Nutritionists love to quote basic laboratory science research because it makes them look as if they are actively engaged in a process of complicated, impenetrable, highly technical academic work. But you have to be very cautious about how you extrapolate from what happens to some cells in a dish on a laboratory bench to the complex system of a living human being, where things can work in completely the opposite way from what laboratory work would suggest. Anything can kill cells in a test tube. Fairy liquid will kill cells in a test tube, but you don’t take it to cure cancer.
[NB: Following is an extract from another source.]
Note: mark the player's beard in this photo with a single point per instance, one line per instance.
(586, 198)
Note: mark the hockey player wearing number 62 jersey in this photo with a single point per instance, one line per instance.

This is just another example of how nutritionism, despite the alternative medicine rhetoric and phrases like “holistic,” is actually a crude, unsophisticated, old-fashioned, and, above all,
reductionist
tradition.

Here is another example from Michael van Straten—who has fallen sadly into our quadrat, and I don’t want to introduce too many new characters or confuse you—writing in the British
Daily Express
as its nutrition specialist: “Recent research,” he says, has shown that turmeric is “highly protective against many forms of cancer, especially of the prostate.” It’s an interesting idea, worth pursuing, and there have been some speculative lab studies of cells, usually from rats, growing or not growing under microscopes, with turmeric extract tipped on them. There is some limited animal model data, but it is not fair to say that turmeric, or curry, in the real world, in real people, is “highly protective against many forms of cancer, especially of the prostate,” least of all because it’s not very well absorbed, since your liver tends to absorb and metabolize it before it can reach other organs.